Too many landlords and property managers think they can show up whenever they want and enter the property. Lucky for you, that couldn’t be farther from the truth.

The landlord owns the property

As a tenant, the place you rent is your home. You moved in with your belongings, decorated, and live your life there. It doesn’t matter that you don’t own the property.

The rent you pay gives you many rights, but because someone else owns the place, that ownership comes with certain rights. So where exactly do a landlord’s rights to enter the property and a tenant’s right to privacy begin and end?

Required notice varies by state

One way to find the answer is to look up your state’s law. Some states have specific laws on how much notice a landlord must give a tenant before coming over—which is usually 24 hours’ notice.

If your state specifies how much notice a landlord must give, then that’s that. If your landlord doesn’t give you notice before coming over, let them know the statutory requirement in your state, and ask that they obey it—regardless of what the lease says.

Ask for a clause in the lease

If you live in a state that doesn’t specify when a landlord can enter the property, you can request that your landlord give you 24 hours’ notice before coming by. You can even ask that this be put in the lease before you sign it. This request is reasonable. It’s a red flag if a landlord refuses to give you 24 hours’ notice before coming over.

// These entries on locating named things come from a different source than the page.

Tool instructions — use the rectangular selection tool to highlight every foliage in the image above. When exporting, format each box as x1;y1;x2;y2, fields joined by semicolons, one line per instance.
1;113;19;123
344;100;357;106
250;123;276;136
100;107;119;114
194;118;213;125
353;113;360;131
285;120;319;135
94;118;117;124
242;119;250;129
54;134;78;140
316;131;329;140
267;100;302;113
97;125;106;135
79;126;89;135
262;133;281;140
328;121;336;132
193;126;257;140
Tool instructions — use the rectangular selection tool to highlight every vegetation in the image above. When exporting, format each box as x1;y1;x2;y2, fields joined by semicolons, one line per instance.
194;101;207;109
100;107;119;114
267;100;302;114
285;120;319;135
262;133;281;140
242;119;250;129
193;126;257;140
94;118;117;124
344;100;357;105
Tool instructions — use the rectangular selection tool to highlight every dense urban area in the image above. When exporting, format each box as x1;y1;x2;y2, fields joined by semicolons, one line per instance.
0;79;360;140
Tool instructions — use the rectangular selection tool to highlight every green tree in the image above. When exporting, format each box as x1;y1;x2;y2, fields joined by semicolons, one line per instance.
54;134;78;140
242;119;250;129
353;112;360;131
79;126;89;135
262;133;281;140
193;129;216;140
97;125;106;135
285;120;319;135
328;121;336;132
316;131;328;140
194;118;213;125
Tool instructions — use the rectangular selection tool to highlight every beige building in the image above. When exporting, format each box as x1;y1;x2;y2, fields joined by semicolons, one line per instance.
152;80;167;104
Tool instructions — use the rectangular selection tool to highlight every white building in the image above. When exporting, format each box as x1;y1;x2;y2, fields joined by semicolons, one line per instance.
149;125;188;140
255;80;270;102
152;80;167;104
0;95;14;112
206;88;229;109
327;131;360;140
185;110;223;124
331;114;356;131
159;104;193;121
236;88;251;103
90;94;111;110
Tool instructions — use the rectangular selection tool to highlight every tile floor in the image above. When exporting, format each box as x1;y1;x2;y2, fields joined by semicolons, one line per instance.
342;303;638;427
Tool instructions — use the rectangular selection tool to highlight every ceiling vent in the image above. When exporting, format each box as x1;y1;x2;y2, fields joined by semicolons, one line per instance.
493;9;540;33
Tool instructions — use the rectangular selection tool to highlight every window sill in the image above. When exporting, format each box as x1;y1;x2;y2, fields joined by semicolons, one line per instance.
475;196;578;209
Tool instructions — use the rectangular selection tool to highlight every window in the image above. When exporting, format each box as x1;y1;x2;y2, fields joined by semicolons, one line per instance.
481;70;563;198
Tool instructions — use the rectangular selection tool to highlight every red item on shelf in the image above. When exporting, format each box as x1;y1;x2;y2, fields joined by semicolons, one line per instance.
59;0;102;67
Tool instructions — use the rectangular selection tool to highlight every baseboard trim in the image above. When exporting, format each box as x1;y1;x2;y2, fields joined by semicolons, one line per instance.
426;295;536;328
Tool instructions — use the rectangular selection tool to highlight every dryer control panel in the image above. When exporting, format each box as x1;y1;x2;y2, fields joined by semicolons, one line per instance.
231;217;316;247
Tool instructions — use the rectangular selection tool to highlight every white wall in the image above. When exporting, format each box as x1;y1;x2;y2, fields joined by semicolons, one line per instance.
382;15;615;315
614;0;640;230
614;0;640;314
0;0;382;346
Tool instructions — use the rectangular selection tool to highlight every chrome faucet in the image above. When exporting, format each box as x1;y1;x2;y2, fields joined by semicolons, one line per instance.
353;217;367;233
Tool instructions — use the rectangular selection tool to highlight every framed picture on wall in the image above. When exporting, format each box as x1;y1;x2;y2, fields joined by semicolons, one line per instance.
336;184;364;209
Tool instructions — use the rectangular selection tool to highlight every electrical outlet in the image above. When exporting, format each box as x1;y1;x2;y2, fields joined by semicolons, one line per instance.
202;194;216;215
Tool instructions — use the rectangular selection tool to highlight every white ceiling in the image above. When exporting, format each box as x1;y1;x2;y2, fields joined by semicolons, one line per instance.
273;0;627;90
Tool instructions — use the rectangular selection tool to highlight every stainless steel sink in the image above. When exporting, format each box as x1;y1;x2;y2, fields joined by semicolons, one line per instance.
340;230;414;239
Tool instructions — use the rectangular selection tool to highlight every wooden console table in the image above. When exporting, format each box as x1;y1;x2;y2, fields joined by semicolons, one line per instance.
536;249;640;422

The state where I live, and own rental property, has no formal statute on this matter, so I spell it out in my standard lease:

Landlord’s Access for Inspection and Emergency

Landlord or Landlord’s agents may enter the Premises in the event of an emergency, to make repairs or improvements, or to show the Premises to prospective buyers or renters. Landlord may also enter the Premises to conduct an annual inspection to check for safety or maintenance problems. Except in cases of emergency, Tenant’s abandonment of the Premises, court order, or where it is impractical to do so, Landlord will give Tenant twenty-four (24) hours’ notice before entering.

5 legitimate reasons a landlord can enter a rental

Your landlord should leave you alone for the most part, which is basically what is meant by “quiet enjoyment,” a legal term that gives residents the right to enjoy the property they rent undisturbed.

But there are times when the landlord or their representative, such as a property manager, needs to come over.

1. Routine check for maintenance and safety issues

It’s typical for landlords to make a yearly, semi-yearly, or quarterly inspection of the property. This allows them to inspect and maintain it so it’s a good place to live.

2. An emergency

If there’s a fire, water leak, or any other type of emergency, the landlord can enter with no notice to take care of the problem.

3. When a repair or service is needed

If you notify the landlord that something needs to be fixed, the landlord or a repair person can enter the property to take care of it. The landlord needs to give you notice before they or a repair person will be there.

4. To show the property

Landlords have the right to enter their rental property when they wish to show it for sale or rent. The landlord should notify you in advance, and when that time comes, you need to let them in.

Landlords, however, cannot show the property excessively. But what’s excessive to one party might not be to another. Generally, showings aren’t considered excessive if the landlord limits them to two or three days during the week and maybe every other weekend. But daily showings probably would be.

5. When you leave for an extended period

If you leave for an extended period, which is usually more than a week, the landlord typically has the right to enter the property to ensure everything is okay and to perform any preventive maintenance tasks.

What if you don’t let your landlord in?

Even if you don’t like the idea of your landlord ever coming in, your landlord has the right to enter for valid reasons.

You’re not allowed, in most states, to take self-help measures, such as changing the locks and not giving your landlord a key.

And you’re not allowed to “just say no” if your landlord is coming over for a valid reason and (unless there’s an emergency) gives you proper notice. If you do refuse entry, the landlord can come in anyway, and then potentially even terminate your lease for the violation.

Bottom line

If your landlord plays by the rules regarding when they can enter the property, you need to do the same. Otherwise, they might not renew your lease. And if you’re a month-to-month tenant who’s being uncooperative, you might receive a notice to vacate in the near future.

But if your landlord is violating your privacy rights, you could sue your landlord or break the lease.